Smokers’ Reprieve

Published December 13, 2007

Regarding the Chronicle’s Oct. 18 article “House fails to override child health care veto”: George W. Bush’s veto of the children’s health bill was sustained, but the victory for smokers will probably only be temporary.

In this preliminary victory for the much-maligned cigarette smokers (and all Americans who value their few remaining freedoms, as well), puffers have dodged the congressional excise-tax bullet.
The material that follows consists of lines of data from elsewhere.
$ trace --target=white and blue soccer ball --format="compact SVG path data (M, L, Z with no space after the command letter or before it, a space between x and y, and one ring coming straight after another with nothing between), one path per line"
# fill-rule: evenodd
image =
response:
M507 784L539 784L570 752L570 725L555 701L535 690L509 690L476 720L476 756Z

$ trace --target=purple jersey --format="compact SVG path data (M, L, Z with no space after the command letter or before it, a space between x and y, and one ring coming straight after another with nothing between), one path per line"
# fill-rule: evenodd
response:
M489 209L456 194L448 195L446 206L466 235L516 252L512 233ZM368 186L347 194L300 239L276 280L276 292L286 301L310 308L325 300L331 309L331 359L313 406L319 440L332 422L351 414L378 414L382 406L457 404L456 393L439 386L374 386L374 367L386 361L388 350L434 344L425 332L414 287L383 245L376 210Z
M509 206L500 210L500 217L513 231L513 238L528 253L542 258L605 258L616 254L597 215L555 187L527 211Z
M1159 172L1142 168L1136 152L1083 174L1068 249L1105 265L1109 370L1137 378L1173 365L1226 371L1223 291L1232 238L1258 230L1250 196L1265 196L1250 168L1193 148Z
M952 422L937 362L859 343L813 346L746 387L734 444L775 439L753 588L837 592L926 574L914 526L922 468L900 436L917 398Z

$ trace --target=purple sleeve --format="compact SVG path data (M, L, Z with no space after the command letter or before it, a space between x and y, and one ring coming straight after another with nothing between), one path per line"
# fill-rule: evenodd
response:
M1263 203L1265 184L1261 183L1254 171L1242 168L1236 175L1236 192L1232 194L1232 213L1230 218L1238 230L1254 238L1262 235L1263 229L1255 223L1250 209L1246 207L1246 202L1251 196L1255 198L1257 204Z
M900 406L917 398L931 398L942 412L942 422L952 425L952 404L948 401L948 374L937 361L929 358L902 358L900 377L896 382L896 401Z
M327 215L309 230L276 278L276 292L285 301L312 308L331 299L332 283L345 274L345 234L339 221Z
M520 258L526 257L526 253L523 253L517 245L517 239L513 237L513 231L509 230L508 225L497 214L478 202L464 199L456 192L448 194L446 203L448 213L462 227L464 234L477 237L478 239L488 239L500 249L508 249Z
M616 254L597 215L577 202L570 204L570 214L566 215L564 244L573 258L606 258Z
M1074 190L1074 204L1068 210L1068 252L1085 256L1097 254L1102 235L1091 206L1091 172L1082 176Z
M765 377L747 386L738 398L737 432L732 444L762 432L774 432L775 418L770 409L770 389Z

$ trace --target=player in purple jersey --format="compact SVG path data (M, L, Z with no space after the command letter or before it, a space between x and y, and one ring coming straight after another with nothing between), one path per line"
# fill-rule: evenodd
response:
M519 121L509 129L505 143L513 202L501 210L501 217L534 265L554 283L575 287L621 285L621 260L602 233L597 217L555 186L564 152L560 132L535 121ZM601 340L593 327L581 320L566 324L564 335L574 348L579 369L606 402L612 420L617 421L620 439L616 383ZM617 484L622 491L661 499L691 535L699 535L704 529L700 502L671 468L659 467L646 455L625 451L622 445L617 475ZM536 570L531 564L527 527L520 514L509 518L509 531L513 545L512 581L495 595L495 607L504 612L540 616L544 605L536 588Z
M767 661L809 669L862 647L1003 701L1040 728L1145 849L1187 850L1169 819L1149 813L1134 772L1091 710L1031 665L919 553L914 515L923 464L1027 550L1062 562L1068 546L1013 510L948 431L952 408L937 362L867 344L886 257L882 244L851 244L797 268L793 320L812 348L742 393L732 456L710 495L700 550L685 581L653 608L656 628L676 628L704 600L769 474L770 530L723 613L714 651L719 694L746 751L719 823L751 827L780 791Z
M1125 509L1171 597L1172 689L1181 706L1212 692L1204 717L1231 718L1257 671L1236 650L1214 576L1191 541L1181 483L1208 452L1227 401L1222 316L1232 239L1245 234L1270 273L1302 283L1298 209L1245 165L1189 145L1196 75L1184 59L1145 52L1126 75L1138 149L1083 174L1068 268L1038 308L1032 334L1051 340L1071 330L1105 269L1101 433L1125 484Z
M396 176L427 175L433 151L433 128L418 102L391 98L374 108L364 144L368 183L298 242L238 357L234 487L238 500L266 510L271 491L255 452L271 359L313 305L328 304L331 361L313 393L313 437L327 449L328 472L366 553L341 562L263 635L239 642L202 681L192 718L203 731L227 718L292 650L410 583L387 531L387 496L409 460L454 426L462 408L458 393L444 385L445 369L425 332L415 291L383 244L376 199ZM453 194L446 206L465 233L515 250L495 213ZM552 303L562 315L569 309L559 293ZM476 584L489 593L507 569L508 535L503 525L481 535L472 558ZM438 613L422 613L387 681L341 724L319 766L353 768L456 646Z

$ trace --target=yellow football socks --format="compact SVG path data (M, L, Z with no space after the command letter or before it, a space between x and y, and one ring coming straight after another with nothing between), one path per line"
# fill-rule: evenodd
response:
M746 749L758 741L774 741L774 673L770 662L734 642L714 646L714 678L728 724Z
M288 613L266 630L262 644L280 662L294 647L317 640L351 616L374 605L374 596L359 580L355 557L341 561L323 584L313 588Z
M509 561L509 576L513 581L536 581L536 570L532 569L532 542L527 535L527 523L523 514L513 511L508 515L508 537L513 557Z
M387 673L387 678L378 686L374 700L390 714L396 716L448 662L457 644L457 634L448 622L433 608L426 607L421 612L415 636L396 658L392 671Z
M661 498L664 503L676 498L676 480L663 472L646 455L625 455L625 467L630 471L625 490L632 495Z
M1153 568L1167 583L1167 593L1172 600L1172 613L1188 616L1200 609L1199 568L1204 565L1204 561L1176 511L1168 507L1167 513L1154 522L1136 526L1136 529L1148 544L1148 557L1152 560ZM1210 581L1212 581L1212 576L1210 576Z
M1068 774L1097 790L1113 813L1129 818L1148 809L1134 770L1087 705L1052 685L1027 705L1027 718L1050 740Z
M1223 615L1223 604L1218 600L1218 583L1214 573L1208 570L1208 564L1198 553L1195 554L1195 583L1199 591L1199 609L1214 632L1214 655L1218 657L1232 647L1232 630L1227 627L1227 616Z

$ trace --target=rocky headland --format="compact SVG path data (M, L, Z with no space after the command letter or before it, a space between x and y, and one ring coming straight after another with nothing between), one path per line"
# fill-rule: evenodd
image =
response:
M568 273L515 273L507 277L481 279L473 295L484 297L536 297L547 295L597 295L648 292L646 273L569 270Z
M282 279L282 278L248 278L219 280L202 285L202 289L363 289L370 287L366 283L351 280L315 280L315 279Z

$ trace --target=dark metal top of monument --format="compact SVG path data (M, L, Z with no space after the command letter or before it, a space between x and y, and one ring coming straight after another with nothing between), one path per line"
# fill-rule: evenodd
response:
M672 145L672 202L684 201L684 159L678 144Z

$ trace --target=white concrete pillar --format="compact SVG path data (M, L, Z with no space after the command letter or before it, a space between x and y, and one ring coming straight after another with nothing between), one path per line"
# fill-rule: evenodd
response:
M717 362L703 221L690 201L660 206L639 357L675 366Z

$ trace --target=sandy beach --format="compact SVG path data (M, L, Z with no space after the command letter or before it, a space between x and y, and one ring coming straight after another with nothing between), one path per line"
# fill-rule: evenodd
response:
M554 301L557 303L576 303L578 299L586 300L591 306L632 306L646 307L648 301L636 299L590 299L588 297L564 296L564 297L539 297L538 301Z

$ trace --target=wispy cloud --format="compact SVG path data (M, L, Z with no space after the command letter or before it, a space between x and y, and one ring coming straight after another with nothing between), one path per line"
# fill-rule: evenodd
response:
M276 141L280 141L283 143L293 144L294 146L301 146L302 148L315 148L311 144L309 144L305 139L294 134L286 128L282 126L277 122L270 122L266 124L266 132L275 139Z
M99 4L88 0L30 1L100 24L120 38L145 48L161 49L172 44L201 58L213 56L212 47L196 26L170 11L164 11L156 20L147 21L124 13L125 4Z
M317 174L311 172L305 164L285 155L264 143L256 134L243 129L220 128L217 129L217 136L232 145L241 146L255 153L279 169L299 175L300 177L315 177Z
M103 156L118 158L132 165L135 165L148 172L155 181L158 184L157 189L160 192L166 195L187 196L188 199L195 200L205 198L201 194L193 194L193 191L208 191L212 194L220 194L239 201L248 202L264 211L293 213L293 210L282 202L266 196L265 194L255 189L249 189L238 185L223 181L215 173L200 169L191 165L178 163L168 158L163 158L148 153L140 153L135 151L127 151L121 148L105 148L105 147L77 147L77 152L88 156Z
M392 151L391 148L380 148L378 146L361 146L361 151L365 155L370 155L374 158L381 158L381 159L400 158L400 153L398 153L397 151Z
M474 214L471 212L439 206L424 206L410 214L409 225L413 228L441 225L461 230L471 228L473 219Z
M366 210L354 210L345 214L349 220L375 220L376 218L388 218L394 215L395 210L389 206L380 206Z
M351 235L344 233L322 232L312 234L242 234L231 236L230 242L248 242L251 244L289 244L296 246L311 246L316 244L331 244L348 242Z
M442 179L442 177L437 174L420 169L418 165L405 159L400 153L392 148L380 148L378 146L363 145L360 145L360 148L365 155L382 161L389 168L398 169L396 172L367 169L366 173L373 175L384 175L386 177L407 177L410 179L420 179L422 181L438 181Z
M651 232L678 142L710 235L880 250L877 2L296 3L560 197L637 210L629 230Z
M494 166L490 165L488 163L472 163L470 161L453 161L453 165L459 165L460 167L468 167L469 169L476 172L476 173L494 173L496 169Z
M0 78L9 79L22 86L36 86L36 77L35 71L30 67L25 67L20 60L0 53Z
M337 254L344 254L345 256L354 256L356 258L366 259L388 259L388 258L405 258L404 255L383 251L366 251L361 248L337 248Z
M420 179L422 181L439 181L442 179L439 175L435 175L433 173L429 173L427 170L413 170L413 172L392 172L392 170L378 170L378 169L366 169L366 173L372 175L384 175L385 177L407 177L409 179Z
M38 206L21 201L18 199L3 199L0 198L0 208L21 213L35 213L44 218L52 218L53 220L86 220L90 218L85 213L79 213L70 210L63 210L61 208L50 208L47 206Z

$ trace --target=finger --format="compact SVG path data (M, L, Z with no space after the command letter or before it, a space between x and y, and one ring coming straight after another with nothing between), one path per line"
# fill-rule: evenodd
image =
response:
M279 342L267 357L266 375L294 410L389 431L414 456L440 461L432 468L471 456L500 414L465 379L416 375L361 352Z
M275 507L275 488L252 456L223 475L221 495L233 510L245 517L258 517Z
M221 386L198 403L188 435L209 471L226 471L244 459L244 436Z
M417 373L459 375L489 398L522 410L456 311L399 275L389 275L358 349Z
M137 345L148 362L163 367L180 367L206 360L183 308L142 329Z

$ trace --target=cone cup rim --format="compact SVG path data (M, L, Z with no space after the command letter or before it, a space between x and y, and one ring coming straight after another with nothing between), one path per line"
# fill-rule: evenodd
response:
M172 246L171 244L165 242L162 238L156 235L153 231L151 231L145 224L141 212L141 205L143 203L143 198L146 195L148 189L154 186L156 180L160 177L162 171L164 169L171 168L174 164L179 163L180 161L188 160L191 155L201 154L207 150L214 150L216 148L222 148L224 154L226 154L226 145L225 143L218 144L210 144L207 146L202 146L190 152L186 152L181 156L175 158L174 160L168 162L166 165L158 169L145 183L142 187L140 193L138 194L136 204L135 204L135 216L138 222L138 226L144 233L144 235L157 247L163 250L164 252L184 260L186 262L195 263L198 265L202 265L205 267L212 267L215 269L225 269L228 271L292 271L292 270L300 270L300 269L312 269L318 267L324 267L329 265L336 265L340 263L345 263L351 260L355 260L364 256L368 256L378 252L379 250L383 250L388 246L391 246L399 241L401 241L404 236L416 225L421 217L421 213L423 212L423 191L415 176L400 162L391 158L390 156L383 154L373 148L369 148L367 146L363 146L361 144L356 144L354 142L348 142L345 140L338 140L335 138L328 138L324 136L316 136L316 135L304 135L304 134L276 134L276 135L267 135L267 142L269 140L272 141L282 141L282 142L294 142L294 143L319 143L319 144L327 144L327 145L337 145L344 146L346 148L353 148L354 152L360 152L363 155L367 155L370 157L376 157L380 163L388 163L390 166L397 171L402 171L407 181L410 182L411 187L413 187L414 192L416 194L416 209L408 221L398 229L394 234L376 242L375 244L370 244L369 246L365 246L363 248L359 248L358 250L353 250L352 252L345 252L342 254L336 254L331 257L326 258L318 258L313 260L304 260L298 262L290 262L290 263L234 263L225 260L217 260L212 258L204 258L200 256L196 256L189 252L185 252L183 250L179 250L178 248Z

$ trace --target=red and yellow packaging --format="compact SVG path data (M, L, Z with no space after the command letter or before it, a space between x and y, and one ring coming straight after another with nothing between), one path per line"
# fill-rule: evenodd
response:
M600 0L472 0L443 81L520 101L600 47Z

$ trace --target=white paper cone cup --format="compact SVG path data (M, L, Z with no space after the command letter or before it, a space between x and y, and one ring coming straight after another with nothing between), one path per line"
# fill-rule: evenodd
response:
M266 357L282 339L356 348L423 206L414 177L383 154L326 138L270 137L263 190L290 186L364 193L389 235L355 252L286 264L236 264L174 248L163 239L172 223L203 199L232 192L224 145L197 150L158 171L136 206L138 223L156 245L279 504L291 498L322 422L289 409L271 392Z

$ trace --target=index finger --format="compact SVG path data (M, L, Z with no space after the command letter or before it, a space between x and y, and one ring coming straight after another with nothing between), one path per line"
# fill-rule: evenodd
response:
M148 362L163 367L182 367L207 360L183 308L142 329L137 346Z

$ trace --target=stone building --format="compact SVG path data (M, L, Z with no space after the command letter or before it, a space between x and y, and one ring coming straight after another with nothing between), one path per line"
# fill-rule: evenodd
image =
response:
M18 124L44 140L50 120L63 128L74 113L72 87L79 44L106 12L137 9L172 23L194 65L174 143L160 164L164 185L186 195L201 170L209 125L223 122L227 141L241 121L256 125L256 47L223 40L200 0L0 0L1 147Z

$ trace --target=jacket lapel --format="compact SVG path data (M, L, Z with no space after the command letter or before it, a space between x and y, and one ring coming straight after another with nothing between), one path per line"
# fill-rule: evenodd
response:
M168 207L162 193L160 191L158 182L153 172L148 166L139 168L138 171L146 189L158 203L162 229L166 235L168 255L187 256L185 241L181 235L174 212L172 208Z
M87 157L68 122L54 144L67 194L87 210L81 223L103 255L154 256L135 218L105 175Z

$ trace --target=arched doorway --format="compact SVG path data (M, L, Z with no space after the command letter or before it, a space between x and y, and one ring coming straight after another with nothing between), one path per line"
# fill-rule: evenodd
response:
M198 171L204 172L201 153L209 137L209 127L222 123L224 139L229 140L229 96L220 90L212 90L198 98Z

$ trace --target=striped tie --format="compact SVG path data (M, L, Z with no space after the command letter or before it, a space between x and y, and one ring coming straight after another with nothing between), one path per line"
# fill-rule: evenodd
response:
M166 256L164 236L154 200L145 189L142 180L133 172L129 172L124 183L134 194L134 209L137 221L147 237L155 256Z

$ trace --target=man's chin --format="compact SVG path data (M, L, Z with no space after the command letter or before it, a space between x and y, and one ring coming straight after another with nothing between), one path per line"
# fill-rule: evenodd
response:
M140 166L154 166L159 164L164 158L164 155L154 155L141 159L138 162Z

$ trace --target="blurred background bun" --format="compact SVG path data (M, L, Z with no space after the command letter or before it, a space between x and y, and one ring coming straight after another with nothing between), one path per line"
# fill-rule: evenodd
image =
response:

With the defeat of their planned veto override, the taxers and spenders who masquerade as saviors of America’s children have had a momentary comeuppance.

The unintended beneficiaries of Bush’s rejection of incremental federalized health insurance were the smokers who were expected to enhance state child insurance coffers to the tune of $35 billion while aggressively avoiding new cigarette taxes via Internet and black markets for tobacco products.

The national war of attrition against cigarette smokers is reducing the rights of individuals to assemble peacefully in open-air public venues, as well as private homes, if they smoke. This effort to criminalize tobacco products is not likely to change — regardless of who wins the beauty contest on Election Day 2008.

Bush should be commended for doing the right thing, even if it temporarily benefits an endangered minority — the smokers.

Ralph W. Conner ([email protected]) is local legislation manager for The Heartland Institute.